Exigen incrementos al presupuesto del IPN, mejoramiento de infraestructura e insumos, destitución del director general Arturo Reyes Sandoval y de su equipo de trabajo, castigo a los responsables de agresiones contra los estudiantes y garantías de no represalias contra los integrantes del movimiento, entre otros puntos.

Su enojo contra el director general y su administración viene, según relatan, de que, para allegarse de recursos, Reyes Sandoval creó el Patronato Corazón Guinda y Blanco, en el que —aseguran los líderes— él mismo participaba. Al momento de realizar sus aportaciones, se les informaba verbalmente que estas habían dejado de ser voluntarias para convertirse en obligatorias.

Cada escuela tiene agravios adicionales. Una estudiante, a punto de terminar la carrera de medicina, asegura que desde 2022 no pueden hacer disecciones en cadáveres porque a la Escuela Superior de Medicina le quitaron la licencia para hacer esa práctica.

Resultó imposible verificar de manera independiente las afirmaciones estudiantiles sobre las turbiedades del patronato y la prohibición de disecciones; solicité entonces a la Dirección General del IPN que aclarara estos puntos.
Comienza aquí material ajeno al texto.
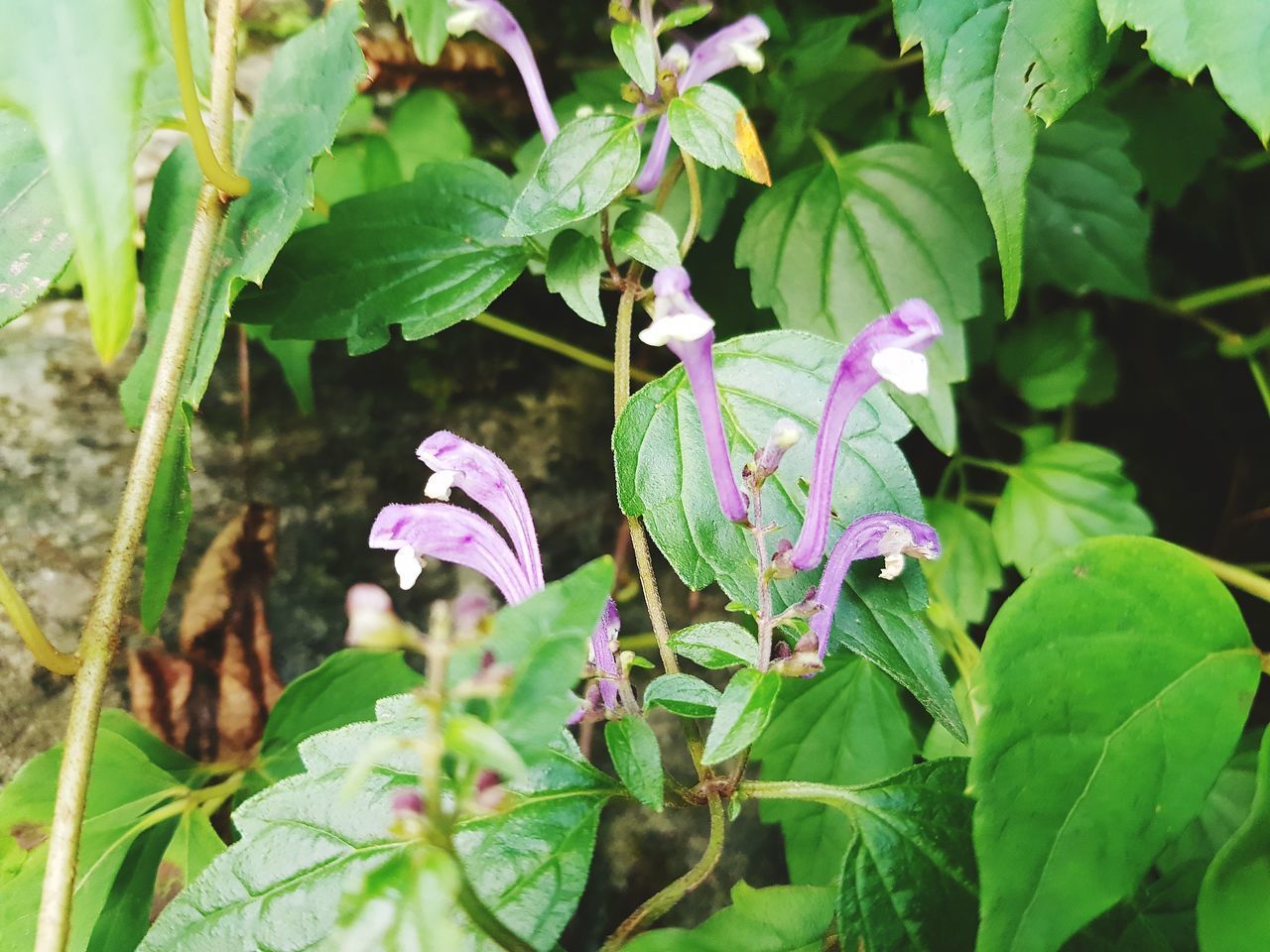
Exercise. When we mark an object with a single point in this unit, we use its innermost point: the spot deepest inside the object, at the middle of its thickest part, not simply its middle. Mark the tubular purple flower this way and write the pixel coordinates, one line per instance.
(453, 535)
(887, 535)
(495, 23)
(681, 324)
(735, 45)
(460, 463)
(892, 349)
Al momento de cerrar esta columna no he recibido respuesta.

Como padre con una hija egresada de medicina de la UNAM tengo claro lo importante que para los estudiantes de esa profesión resulta esa práctica; sobre todo para quienes desean ser cirujanos. De ser cierta la suspensión de las disecciones, me resulta escandaloso que las autoridades no hayan sido capaces de recuperar la autorización en los cuatro años posteriores.
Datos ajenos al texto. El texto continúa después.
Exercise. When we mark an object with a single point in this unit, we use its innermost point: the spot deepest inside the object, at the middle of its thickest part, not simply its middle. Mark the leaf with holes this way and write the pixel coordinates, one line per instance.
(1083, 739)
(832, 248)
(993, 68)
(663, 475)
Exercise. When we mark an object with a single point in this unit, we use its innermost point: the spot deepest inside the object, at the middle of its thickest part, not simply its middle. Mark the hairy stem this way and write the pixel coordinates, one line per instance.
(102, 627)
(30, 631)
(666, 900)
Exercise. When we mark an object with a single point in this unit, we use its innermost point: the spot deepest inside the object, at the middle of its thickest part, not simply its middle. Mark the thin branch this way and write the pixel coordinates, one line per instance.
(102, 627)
En los dos meses transcurridos desde que tomaron los edificios, las autoridades han prometido aumentos presupuestales, removido algunos funcionarios y obsequiado unas cucharaditas de transparencia. No se sabe que hayan investigado al director Arturo Reyes quien, por cierto, ha estado acusado de irregularidades según diversas notas de prensa.
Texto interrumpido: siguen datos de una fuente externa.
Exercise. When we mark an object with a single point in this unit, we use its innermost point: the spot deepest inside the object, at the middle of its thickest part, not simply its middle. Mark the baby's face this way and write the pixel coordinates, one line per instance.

Lo cierto es que al día de hoy están tomadas la Vocacional 6, la Unidad Profesional Interdisciplinaria en Ingeniería y Tecnologías Avanzadas, la Escuela Nacional de Ciencias Biológicas y el Canal 11. Los 13,447 estudiantes de las tres primeras instituciones tienen dos meses sin tomar clases y la televisora sigue transmitiendo desde sedes alternas.

La situación se ha ido tensando y el 22 de julio el IPN y el Canal 11, que dirige Renata Turrent, presentaron una demanda ante la Fiscalía General de la República contra quien resulte responsable por la ocupación del canal.

Soy profesor-investigador de El Colegio de México desde 1977 y he vivido la frecuencia con la cual se suceden, en el último medio siglo, los ataques de austeridad que se intensificaron durante el sexenio de Andrés Manuel López Obrador, quien castigó todo lo que pudo a las universidades públicas.

He observado de cerca el deterioro de la calidad de la educación superior pública y de las condiciones con las cuales se hace investigación, así como la inflexible exigencia de resultados que no se aplica, por cierto, a los funcionarios acusados de proteger criminales o administrativos corruptos. La mayoría de nuestros gobernantes insisten en construir edificios e instalaciones, pero se desentienden de la calidad del personal que ha buscado refugio en el sector privado o en el exterior.

Al otro lado de la capital, la UNAM navega sobre el escándalo del examen de admisión donde se mezcla la ineficacia de la empresa contratada, la desidia de unas autoridades y la corrupción y mediocridad de aquellos aspirantes devotos de “el que no transa, no avanza”.

Rabia en el Poli, confusión en la UNAM. Algo está mal en el sistema público de educación superior.